А потом началось дружеское застолье, гости и хозяева перезнакомились, обменивались тостами. Все шло хорошо, пока сидящая неподалеку от Элико и автора ведущая актриса театра (которая, как выяснилось, была к тому же и школьной учительницей) не обратилась к ним с вопросом: «Вот вы говорите: «Мы — ленинградцы, мы из Ленинграда». А что это такое — Ленинград? Это — новый город? Нет? А как он назывался прежде?»
И хотя название Петербург было ей знакомо и вызвало у нее определенные ассоциации: «Достоевский!.. Раскольникофф!.. Сонья!.. Брюдер Карамазофф!», состояние ошеломленности уже не покидало автора. Против него сидела интеллигентная женщина, актриса, жена человека, который осуществил постановку антивоенной пьесы, «но она ничего, ровным счетом ничего не слышала о нашем городе, о его подвиге и о его трагедии».

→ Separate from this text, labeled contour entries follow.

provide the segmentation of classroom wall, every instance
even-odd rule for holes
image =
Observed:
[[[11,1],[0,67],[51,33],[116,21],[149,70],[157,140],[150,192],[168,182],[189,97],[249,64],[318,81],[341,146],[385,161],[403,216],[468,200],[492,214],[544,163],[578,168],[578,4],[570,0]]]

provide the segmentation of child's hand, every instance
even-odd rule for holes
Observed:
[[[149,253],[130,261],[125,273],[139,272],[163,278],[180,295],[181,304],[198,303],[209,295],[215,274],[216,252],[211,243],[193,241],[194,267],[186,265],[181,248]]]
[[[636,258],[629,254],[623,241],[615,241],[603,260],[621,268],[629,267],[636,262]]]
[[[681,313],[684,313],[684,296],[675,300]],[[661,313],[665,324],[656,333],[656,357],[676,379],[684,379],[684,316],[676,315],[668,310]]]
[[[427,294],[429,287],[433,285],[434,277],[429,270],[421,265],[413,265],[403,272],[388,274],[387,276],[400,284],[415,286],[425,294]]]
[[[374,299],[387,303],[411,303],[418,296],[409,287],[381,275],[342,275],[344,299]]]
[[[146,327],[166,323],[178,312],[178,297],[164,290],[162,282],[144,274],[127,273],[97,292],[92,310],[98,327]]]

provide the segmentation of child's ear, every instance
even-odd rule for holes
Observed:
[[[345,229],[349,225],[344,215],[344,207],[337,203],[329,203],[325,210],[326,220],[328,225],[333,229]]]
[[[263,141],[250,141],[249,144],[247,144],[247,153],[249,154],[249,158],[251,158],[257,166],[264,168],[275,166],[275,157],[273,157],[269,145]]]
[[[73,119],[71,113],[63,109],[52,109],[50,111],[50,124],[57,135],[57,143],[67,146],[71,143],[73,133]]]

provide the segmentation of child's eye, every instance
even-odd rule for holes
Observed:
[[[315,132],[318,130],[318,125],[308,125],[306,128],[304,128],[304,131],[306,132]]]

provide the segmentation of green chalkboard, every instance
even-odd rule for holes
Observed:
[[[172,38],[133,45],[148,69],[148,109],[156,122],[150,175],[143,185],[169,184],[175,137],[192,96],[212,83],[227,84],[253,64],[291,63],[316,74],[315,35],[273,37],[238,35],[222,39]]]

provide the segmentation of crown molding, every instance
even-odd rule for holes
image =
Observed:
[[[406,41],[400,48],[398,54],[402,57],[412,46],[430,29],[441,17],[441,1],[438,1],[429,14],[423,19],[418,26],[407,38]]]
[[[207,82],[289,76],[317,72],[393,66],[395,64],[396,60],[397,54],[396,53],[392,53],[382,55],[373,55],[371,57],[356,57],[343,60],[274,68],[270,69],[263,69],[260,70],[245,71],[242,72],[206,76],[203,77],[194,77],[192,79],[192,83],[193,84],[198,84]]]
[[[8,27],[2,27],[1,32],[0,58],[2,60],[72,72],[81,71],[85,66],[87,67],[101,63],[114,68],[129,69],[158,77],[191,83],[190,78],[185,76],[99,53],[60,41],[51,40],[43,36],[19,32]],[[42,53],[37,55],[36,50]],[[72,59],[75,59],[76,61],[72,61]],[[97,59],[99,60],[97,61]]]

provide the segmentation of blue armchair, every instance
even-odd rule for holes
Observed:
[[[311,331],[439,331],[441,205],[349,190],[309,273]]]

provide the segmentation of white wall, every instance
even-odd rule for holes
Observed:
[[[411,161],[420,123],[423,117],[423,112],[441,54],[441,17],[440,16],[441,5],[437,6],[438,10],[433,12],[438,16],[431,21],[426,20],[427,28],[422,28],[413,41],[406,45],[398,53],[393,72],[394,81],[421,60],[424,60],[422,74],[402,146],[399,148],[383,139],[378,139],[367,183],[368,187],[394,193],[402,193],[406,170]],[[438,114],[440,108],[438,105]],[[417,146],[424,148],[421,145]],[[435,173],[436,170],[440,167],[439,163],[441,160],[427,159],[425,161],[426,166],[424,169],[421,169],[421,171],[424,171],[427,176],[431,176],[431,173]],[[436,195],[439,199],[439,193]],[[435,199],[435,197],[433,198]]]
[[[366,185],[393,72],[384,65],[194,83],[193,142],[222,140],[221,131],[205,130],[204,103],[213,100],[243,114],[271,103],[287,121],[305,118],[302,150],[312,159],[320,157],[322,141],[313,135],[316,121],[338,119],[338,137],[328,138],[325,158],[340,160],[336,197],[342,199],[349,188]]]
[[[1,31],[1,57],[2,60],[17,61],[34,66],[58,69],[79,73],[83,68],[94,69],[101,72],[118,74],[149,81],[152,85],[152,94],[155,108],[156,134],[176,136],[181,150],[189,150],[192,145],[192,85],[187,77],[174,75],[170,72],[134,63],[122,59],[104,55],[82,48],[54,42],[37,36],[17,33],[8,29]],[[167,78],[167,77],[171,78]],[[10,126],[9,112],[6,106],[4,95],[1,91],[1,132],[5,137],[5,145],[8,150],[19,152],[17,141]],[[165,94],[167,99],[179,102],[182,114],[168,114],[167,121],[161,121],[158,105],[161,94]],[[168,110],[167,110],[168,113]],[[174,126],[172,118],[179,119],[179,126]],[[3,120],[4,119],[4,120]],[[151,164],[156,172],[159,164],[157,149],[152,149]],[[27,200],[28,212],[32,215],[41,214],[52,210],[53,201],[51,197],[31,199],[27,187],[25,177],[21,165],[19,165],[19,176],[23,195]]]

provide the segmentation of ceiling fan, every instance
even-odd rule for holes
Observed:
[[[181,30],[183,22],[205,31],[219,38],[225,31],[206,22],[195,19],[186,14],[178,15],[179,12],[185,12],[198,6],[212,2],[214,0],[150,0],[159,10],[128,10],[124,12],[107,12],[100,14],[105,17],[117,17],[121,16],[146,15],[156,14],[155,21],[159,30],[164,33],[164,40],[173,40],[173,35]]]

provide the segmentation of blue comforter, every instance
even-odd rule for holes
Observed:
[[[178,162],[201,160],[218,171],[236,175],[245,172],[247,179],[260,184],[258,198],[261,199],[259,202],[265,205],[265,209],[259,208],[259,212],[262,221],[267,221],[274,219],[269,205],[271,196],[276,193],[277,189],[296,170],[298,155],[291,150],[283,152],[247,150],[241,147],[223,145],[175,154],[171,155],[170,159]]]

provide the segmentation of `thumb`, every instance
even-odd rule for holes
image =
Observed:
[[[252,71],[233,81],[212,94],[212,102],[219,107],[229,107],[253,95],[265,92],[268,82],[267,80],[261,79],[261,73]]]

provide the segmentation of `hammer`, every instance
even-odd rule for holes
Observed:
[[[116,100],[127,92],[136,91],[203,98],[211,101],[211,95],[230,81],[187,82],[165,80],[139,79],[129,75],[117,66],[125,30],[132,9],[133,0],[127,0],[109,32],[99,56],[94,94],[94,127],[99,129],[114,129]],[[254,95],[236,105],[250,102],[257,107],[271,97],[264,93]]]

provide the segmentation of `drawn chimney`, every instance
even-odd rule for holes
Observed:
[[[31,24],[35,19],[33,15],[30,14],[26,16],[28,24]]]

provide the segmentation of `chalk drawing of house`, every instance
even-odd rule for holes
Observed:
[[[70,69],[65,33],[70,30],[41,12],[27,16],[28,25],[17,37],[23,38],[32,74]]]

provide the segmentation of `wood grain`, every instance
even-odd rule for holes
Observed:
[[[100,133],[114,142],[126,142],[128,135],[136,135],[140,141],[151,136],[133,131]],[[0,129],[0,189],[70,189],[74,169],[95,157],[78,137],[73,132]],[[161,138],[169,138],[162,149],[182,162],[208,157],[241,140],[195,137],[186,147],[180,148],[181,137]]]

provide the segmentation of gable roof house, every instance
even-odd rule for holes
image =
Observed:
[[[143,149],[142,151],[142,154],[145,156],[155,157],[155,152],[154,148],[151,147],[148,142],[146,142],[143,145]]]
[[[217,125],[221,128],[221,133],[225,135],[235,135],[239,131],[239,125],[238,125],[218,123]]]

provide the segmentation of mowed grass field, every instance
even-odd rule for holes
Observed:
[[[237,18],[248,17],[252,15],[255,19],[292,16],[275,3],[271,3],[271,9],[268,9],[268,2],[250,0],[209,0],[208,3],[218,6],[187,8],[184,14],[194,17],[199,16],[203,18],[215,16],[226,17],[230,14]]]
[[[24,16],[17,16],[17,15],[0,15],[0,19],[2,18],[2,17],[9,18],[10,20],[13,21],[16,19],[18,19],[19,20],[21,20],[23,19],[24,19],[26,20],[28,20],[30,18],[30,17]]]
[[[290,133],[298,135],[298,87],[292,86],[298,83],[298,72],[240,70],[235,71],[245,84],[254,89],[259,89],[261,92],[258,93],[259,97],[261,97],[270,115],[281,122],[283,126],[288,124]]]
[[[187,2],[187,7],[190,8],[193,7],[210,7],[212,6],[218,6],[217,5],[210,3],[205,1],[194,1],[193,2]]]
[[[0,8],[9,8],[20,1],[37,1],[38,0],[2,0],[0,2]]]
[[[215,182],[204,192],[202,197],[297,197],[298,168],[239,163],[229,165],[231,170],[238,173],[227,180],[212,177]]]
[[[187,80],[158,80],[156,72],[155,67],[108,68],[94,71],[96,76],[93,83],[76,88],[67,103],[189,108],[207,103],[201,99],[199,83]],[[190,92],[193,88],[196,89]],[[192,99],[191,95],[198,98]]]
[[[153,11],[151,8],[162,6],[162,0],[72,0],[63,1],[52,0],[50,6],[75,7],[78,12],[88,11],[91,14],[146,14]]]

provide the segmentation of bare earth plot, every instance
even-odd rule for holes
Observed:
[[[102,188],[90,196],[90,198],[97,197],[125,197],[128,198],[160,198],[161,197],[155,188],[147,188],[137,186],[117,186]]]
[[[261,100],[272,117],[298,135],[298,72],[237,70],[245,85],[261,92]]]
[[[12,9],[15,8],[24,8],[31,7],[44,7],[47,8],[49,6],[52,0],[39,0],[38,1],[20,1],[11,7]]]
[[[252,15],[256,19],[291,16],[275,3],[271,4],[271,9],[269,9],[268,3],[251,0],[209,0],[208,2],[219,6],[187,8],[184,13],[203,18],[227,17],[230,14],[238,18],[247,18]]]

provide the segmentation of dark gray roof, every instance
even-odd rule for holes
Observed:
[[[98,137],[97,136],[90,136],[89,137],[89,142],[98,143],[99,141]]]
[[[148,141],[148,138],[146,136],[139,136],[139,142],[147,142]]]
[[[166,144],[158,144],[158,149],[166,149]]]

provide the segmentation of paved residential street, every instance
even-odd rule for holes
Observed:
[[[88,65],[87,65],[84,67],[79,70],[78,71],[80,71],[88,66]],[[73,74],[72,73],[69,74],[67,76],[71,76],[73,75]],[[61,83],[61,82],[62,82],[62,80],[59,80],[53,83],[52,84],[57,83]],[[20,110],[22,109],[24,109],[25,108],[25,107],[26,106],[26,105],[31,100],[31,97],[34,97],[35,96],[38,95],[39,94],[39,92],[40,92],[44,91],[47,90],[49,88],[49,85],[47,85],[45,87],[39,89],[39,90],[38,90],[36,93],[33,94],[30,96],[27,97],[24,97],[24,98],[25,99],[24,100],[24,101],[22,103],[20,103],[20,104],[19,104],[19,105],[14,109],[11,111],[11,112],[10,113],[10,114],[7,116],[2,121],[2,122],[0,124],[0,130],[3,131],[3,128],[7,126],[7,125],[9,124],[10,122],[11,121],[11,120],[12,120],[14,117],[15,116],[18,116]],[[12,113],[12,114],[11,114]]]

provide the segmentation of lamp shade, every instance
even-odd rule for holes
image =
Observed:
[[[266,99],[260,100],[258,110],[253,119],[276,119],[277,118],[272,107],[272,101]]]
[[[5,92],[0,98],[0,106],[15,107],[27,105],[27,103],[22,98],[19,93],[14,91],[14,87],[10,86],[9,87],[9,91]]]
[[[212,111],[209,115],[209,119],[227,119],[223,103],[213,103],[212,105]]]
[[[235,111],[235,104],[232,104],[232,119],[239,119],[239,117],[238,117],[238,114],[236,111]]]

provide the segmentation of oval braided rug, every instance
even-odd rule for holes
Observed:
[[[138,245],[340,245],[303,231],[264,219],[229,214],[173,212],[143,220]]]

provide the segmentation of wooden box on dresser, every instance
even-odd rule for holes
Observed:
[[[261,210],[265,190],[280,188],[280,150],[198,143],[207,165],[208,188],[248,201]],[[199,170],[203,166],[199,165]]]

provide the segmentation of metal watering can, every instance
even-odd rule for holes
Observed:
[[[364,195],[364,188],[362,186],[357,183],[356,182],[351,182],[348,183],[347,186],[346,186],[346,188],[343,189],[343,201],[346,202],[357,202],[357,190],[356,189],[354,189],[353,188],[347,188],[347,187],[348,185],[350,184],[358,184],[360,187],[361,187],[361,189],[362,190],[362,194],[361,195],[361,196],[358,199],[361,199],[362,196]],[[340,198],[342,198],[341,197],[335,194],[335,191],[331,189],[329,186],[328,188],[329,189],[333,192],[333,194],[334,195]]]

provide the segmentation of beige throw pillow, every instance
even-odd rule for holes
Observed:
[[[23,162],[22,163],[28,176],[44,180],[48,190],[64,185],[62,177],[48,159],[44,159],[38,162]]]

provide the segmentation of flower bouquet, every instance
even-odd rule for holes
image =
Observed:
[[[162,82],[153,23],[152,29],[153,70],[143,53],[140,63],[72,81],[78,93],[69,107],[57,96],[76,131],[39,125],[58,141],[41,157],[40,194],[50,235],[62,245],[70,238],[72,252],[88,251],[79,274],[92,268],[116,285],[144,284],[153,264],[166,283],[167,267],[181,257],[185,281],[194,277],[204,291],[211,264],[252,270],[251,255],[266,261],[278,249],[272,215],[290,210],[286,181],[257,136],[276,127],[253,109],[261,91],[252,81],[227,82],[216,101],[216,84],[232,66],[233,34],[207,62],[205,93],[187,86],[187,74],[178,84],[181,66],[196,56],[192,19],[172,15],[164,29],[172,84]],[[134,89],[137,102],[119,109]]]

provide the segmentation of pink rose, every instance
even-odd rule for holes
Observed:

Как будто что-то переломилось в сознании рассказчика, и, когда все возвращались узенькими пустынными средневековыми улочками, которые были пусты точно так же, «как были они пусты в это время и триста, и пятьсот, и восемьсот лет назад», ему вдруг показалось, что они «и в самом деле очутились в каком-то ином времени», и люди, с которыми они шли, тоже «показались… почему-то очень далекими».
Воссоздавая эту историю в рассказе «Экспериментальный театр» (содержание его не ограничивается только этим сюжетом), автор в эпилоге как бы расставляет необходимые акценты. С симпатией думает он о той актрисе, но одновременно остро ощущает разницу между тем, что знает и представляет о мире она, и сто знает и понимает он.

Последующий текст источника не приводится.